While public defenders acknowledge that some of Beaupré's decisions have disappointed them, none call him a pushover for the DA's office.

"I do know a lot of criminal defense attorneys were disappointed to see that sentences that defendants receive in his department are not lenient -- they are harsher than one might have expected from a former public defender," said Michael Ogul, an Alameda County assistant public defender who has had several murder cases in front of Beaupré.

But, Ogul said, "He's very clearly not just a rubber-stamp judge who will just go along with whatever the DA wants."

"To his credit," added county Public Defender Gaskill, "he's made a number of courageous decisions in rulings and sentencing choices that show that he's one of those judges who's determined to do the right thing."

Beaupré said his experience has shaped his view.

"I probably am hard on guys who have been crooks all their lives and have never worked, because I don't expect people to live that way," Beaupré said. "They are like a bomb: They usually end up destroying the lives of everyone around them."

But Beaupré conceded that he's probably more lenient than average on first-time or situational offenders. He believes in sending nonviolent drug abusers to rehabilitation programs, and said he has a "soft spot" for prostitutes, who he says often suffer horribly in abusive relationships with boyfriends and pimps.

DAs generally applauded Beaupré's work.

"Ninety-nine percent of the time," said Cummings, the Alameda County assistant DA, "he's dead on in terms of what we think should happen in the case."

But where there are differences, they can be sharp.

Cummings and Beaupré feuded over one case in which an Oakland police officer drove to a robbery in progress, and a defendant shot at the cop, who wasn't hit.

"He pled to everything and got 14 to 15 years. I thought he should get 20-something at least," says Cummings.

Beaupré stands by his sentence, recalling that it wasn't clear at the time whether the defendant was shooting at the police officer or, as he claimed, firing in the air to try to scare the cop off.

"I looked at a very young kid who had done something incredibly stupid, was clearly involved in drugs and not thinking right, and was going away for 15 years," he said. "It's a long time."

The judge said the sentencing is the hardest part of his new job. "I lose sleep over it, I take it home with me," he says. "It is an enormous decision."

"I find myself on numerous occasions urging the DA to reconsider their offer of 22 years on a case," he added.

Although his early rulings failed to please all of the people all of the time, observers say Beaupré is unafraid of controversy. For example, in late 1997 Beaupré considered a defense motion to move the San Francisco Cannabis Buyers' Club conspiracy and possession trial to San Francisco.

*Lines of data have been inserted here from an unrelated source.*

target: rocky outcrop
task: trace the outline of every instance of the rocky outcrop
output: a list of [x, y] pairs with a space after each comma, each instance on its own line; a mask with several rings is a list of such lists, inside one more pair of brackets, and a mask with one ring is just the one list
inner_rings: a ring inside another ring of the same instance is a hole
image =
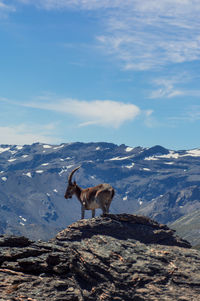
[[190, 248], [190, 243], [174, 235], [175, 231], [145, 216], [133, 214], [107, 214], [90, 220], [80, 220], [58, 233], [57, 241], [80, 241], [93, 235], [109, 235], [116, 239], [136, 239], [143, 243], [156, 243]]
[[199, 251], [136, 215], [80, 220], [48, 242], [0, 237], [0, 301], [192, 301], [199, 270]]

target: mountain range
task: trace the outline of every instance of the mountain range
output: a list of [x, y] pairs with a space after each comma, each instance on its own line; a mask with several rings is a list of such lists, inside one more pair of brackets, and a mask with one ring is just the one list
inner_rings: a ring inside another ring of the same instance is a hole
[[145, 215], [177, 231], [184, 225], [183, 238], [200, 244], [200, 225], [190, 218], [200, 210], [200, 149], [105, 142], [0, 145], [0, 234], [48, 240], [80, 219], [78, 200], [64, 199], [68, 175], [79, 165], [74, 179], [81, 187], [114, 187], [111, 213]]

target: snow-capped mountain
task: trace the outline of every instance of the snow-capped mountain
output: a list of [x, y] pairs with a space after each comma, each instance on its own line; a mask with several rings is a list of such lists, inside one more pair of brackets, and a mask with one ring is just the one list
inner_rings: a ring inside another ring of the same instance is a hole
[[0, 145], [0, 233], [48, 239], [79, 219], [78, 200], [64, 199], [68, 174], [79, 165], [75, 179], [81, 187], [107, 182], [115, 188], [111, 213], [141, 213], [168, 223], [200, 209], [200, 149]]

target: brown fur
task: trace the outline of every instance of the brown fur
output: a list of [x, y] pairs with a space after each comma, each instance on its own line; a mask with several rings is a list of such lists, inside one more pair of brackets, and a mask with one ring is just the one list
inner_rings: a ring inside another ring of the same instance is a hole
[[110, 204], [115, 191], [109, 184], [103, 183], [95, 187], [81, 188], [76, 182], [72, 183], [72, 175], [80, 167], [75, 168], [69, 175], [68, 186], [65, 198], [71, 198], [74, 194], [81, 203], [81, 218], [85, 216], [85, 210], [92, 210], [92, 217], [95, 217], [95, 209], [102, 209], [103, 214], [109, 213]]

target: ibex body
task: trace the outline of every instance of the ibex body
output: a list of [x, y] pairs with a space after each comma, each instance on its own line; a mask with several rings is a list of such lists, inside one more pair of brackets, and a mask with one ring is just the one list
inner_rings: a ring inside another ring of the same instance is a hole
[[72, 183], [72, 176], [79, 167], [76, 167], [69, 175], [68, 186], [65, 198], [69, 199], [75, 194], [81, 203], [81, 218], [85, 217], [85, 210], [92, 210], [92, 217], [95, 217], [95, 209], [100, 208], [103, 214], [109, 213], [109, 207], [115, 194], [114, 189], [109, 184], [99, 184], [95, 187], [82, 189], [76, 182]]

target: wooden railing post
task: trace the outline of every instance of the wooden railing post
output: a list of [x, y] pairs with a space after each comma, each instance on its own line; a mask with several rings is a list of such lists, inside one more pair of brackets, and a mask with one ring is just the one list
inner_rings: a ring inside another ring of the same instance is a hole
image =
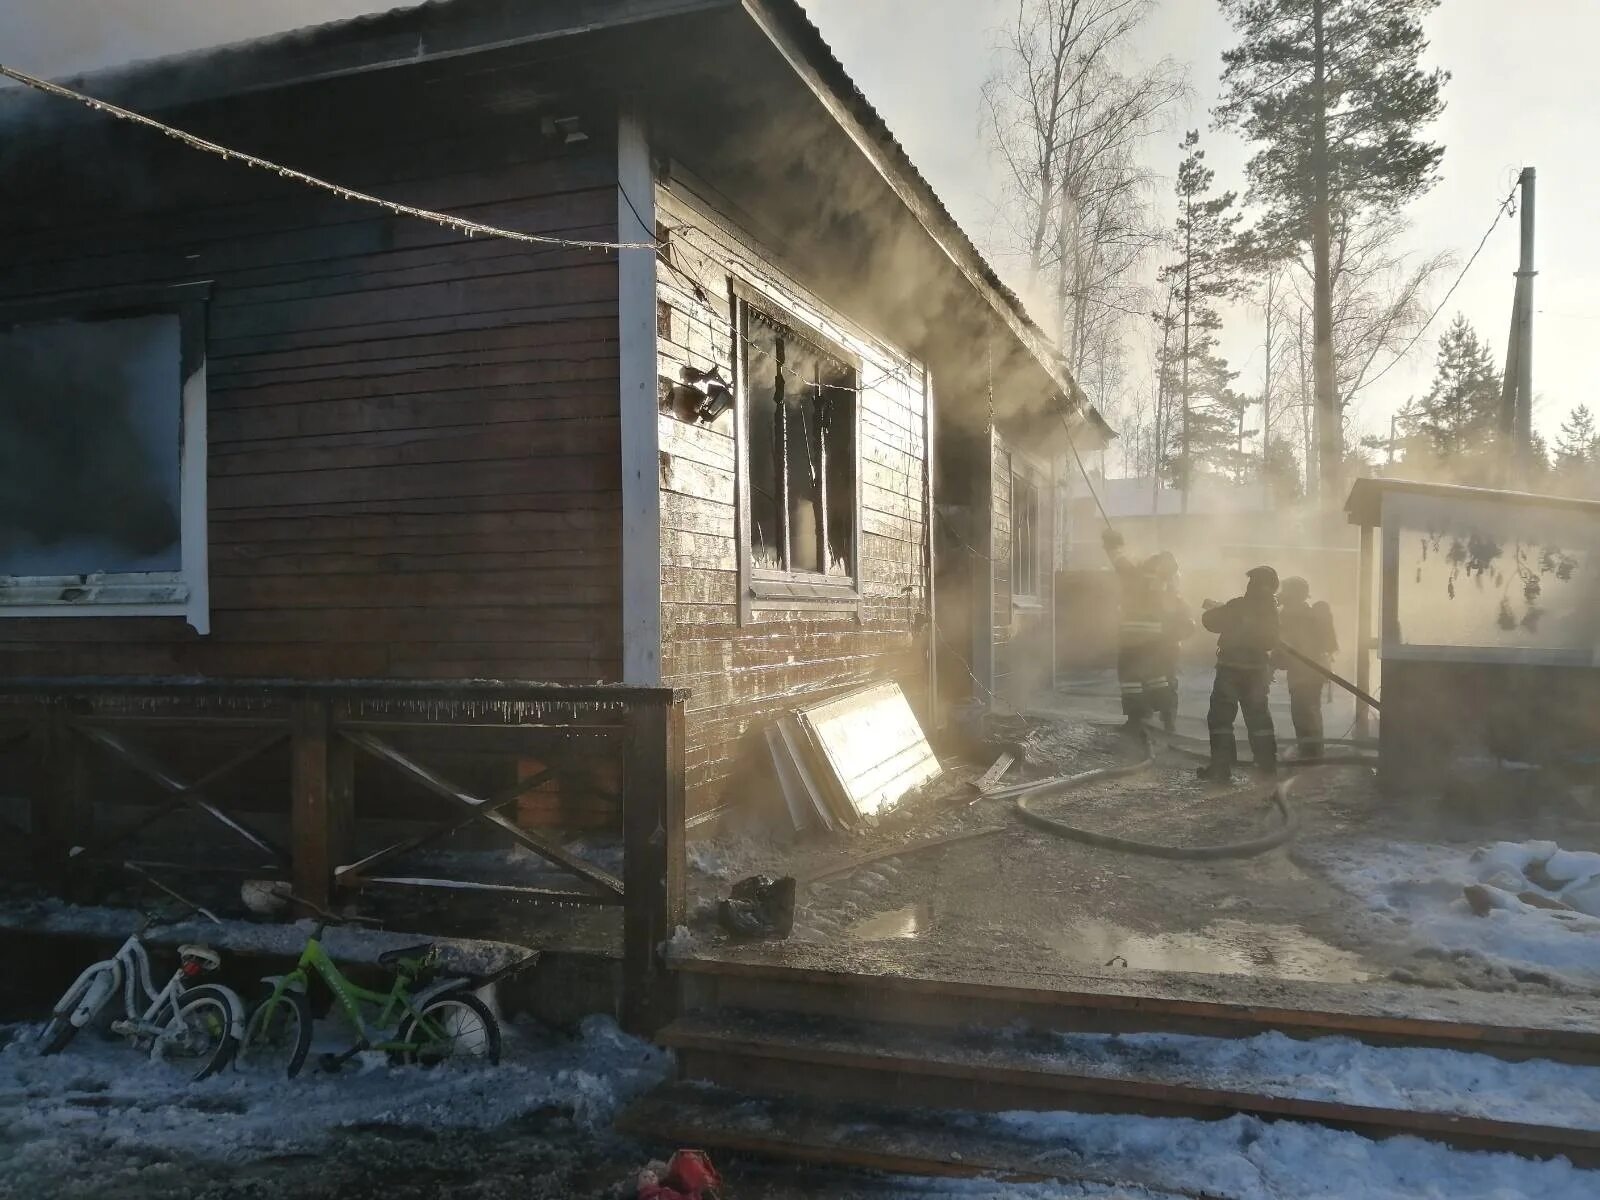
[[[44, 706], [38, 729], [43, 768], [34, 793], [31, 823], [44, 847], [38, 865], [52, 876], [63, 876], [75, 846], [86, 846], [94, 836], [94, 805], [85, 780], [84, 748], [72, 732], [72, 713], [66, 700]], [[63, 878], [55, 878], [55, 883]]]
[[624, 721], [622, 1018], [641, 1035], [674, 1007], [661, 945], [685, 919], [683, 708], [663, 695]]
[[354, 824], [351, 748], [333, 727], [327, 699], [295, 701], [289, 747], [289, 826], [295, 894], [323, 908], [333, 900], [334, 870], [348, 861]]

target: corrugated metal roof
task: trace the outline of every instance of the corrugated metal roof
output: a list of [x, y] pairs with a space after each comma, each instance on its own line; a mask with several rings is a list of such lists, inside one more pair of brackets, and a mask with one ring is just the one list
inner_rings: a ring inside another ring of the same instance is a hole
[[[793, 39], [805, 64], [881, 151], [888, 170], [896, 177], [891, 182], [898, 182], [915, 194], [918, 205], [910, 207], [917, 219], [956, 259], [957, 266], [980, 293], [987, 290], [998, 299], [1006, 310], [1002, 315], [1009, 317], [1019, 340], [1046, 374], [1082, 407], [1095, 432], [1101, 437], [1114, 437], [1115, 433], [1071, 379], [1052, 340], [957, 223], [797, 0], [425, 0], [268, 37], [150, 59], [65, 82], [106, 99], [164, 106], [519, 42], [576, 36], [691, 12], [734, 8], [743, 8], [758, 23], [762, 17], [769, 18]], [[21, 102], [19, 96], [0, 97], [0, 110]]]

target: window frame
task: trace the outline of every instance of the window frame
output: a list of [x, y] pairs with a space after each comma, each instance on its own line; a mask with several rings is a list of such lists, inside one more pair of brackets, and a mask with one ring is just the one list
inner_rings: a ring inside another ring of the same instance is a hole
[[[730, 276], [728, 287], [729, 310], [736, 333], [734, 345], [734, 440], [735, 464], [738, 486], [737, 540], [739, 561], [739, 616], [748, 623], [757, 612], [820, 609], [838, 612], [853, 610], [861, 615], [863, 590], [861, 583], [861, 355], [841, 345], [817, 328], [817, 319], [774, 299], [738, 275]], [[853, 495], [850, 498], [853, 529], [850, 539], [849, 573], [846, 576], [827, 575], [815, 571], [795, 571], [772, 567], [758, 567], [754, 563], [754, 542], [751, 536], [750, 503], [750, 393], [749, 350], [750, 311], [754, 309], [769, 321], [794, 331], [801, 341], [812, 343], [818, 350], [836, 358], [855, 372], [855, 403], [851, 405], [851, 445], [854, 454], [851, 479]]]
[[[1014, 607], [1014, 608], [1039, 608], [1039, 607], [1042, 607], [1043, 604], [1044, 604], [1044, 596], [1043, 596], [1043, 593], [1040, 591], [1040, 588], [1039, 588], [1040, 579], [1041, 579], [1041, 576], [1043, 575], [1042, 568], [1043, 568], [1043, 565], [1044, 565], [1044, 562], [1043, 562], [1044, 555], [1043, 555], [1043, 552], [1042, 552], [1043, 551], [1043, 546], [1042, 546], [1043, 538], [1041, 536], [1041, 534], [1043, 532], [1043, 529], [1042, 529], [1042, 523], [1040, 521], [1040, 515], [1041, 515], [1041, 510], [1040, 510], [1040, 492], [1043, 489], [1040, 487], [1039, 481], [1037, 479], [1034, 479], [1027, 471], [1018, 470], [1017, 469], [1016, 458], [1014, 456], [1008, 455], [1007, 457], [1010, 459], [1011, 464], [1012, 464], [1011, 465], [1011, 529], [1010, 529], [1011, 536], [1009, 538], [1010, 546], [1009, 546], [1009, 549], [1008, 549], [1008, 554], [1010, 555], [1010, 568], [1011, 568], [1010, 569], [1010, 573], [1009, 573], [1009, 577], [1010, 577], [1010, 580], [1011, 580], [1011, 604], [1012, 604], [1012, 607]], [[1017, 520], [1017, 514], [1021, 511], [1021, 507], [1017, 503], [1019, 486], [1020, 486], [1020, 488], [1026, 488], [1030, 492], [1033, 493], [1033, 537], [1032, 537], [1032, 543], [1033, 544], [1030, 547], [1028, 547], [1028, 549], [1030, 551], [1029, 557], [1031, 559], [1030, 566], [1031, 566], [1032, 573], [1033, 573], [1033, 579], [1031, 580], [1033, 587], [1032, 587], [1032, 590], [1030, 590], [1030, 591], [1024, 591], [1021, 587], [1018, 586], [1019, 576], [1018, 576], [1018, 573], [1017, 573], [1017, 543], [1019, 541], [1019, 538], [1018, 538], [1018, 526], [1019, 526], [1020, 523]]]
[[0, 303], [0, 328], [61, 320], [178, 318], [178, 547], [175, 571], [87, 575], [0, 575], [0, 619], [181, 617], [210, 632], [210, 546], [206, 498], [206, 307], [209, 280], [70, 292]]

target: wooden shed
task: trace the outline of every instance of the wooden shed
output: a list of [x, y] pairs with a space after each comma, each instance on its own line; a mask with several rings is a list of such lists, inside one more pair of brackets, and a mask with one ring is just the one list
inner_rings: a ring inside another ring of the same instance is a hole
[[1361, 530], [1360, 686], [1382, 659], [1385, 791], [1474, 765], [1592, 763], [1600, 501], [1361, 479], [1345, 510]]
[[1048, 624], [1030, 430], [1103, 425], [792, 0], [449, 0], [71, 86], [543, 240], [0, 98], [5, 761], [50, 853], [132, 805], [328, 896], [442, 801], [621, 902], [562, 838], [664, 823], [627, 869], [670, 890], [778, 713], [927, 717]]

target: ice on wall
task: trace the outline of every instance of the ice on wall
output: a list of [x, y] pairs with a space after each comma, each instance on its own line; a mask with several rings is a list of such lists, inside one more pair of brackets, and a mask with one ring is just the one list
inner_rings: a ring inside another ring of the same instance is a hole
[[182, 565], [178, 338], [170, 313], [0, 329], [0, 575]]
[[1570, 651], [1600, 646], [1600, 523], [1570, 509], [1394, 496], [1400, 641]]

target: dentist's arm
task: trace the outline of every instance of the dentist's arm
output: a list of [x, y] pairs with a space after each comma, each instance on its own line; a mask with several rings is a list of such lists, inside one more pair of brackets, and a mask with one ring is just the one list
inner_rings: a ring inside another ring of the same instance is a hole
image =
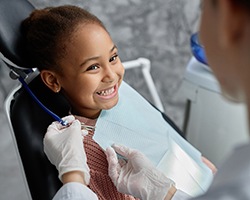
[[67, 120], [70, 126], [53, 122], [44, 137], [44, 152], [57, 168], [59, 179], [64, 184], [53, 200], [98, 200], [87, 187], [90, 174], [80, 122], [73, 116], [63, 120]]
[[[127, 159], [118, 160], [117, 154]], [[190, 196], [175, 188], [172, 180], [157, 170], [141, 152], [121, 145], [106, 150], [109, 176], [119, 192], [141, 200], [184, 200]]]

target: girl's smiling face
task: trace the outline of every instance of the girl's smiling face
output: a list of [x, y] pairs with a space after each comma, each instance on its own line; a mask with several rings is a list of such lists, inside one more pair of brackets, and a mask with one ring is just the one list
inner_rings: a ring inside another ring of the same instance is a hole
[[73, 114], [96, 118], [118, 102], [124, 75], [118, 49], [108, 32], [94, 23], [79, 25], [65, 47], [56, 81]]

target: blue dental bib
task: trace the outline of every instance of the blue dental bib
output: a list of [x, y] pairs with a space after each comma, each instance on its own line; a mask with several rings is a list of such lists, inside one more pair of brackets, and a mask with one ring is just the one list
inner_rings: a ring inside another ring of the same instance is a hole
[[213, 174], [202, 162], [201, 153], [125, 82], [119, 89], [118, 104], [101, 112], [93, 139], [104, 150], [116, 143], [143, 152], [178, 189], [191, 196], [204, 193], [212, 182]]

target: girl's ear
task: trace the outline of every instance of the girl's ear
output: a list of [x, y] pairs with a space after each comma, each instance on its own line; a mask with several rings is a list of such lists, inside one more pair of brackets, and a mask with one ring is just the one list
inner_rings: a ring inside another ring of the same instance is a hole
[[61, 85], [57, 78], [57, 75], [50, 70], [42, 70], [40, 72], [41, 79], [44, 84], [50, 88], [53, 92], [58, 93], [61, 90]]

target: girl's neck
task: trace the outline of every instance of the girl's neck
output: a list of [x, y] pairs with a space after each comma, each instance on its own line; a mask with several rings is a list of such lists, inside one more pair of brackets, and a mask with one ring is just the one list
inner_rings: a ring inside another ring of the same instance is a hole
[[77, 112], [75, 109], [71, 108], [70, 109], [70, 114], [72, 115], [77, 115], [79, 117], [85, 117], [85, 118], [88, 118], [88, 119], [97, 119], [99, 117], [101, 113], [101, 110], [98, 111], [98, 112], [93, 112], [93, 113], [86, 113], [86, 112]]

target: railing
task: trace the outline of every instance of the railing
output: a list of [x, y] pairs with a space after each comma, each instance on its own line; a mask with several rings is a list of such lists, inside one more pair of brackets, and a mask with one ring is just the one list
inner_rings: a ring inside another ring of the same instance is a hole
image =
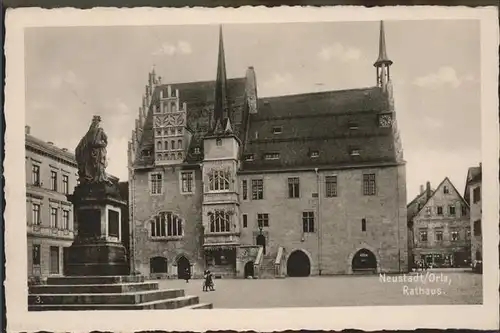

He asked about the "appearance of forum shopping" in the case, and suggested the attorney general's filing location could have been an act of retaliation against cannabis club founder Denis Peron and the five other defendants. Peron and the others supported Proposition 215, which legalized marijuana use for medical purposes, while AG Dan Lungren had opposed the measure. Beaupré ordered both sides to submit briefs on the issue, suggesting he might be inclined to move the case to San Francisco.

Although lawyers on both sides of the bar may at times disagree with Beaupré, most say they respect the passion he brings to his job.

"He's is a person of very high integrity who is really trying to make a difference in the criminal justice system," said Charles Denton II, a longtime Alameda County deputy public defender. "He's someone who really does care deeply about what happens."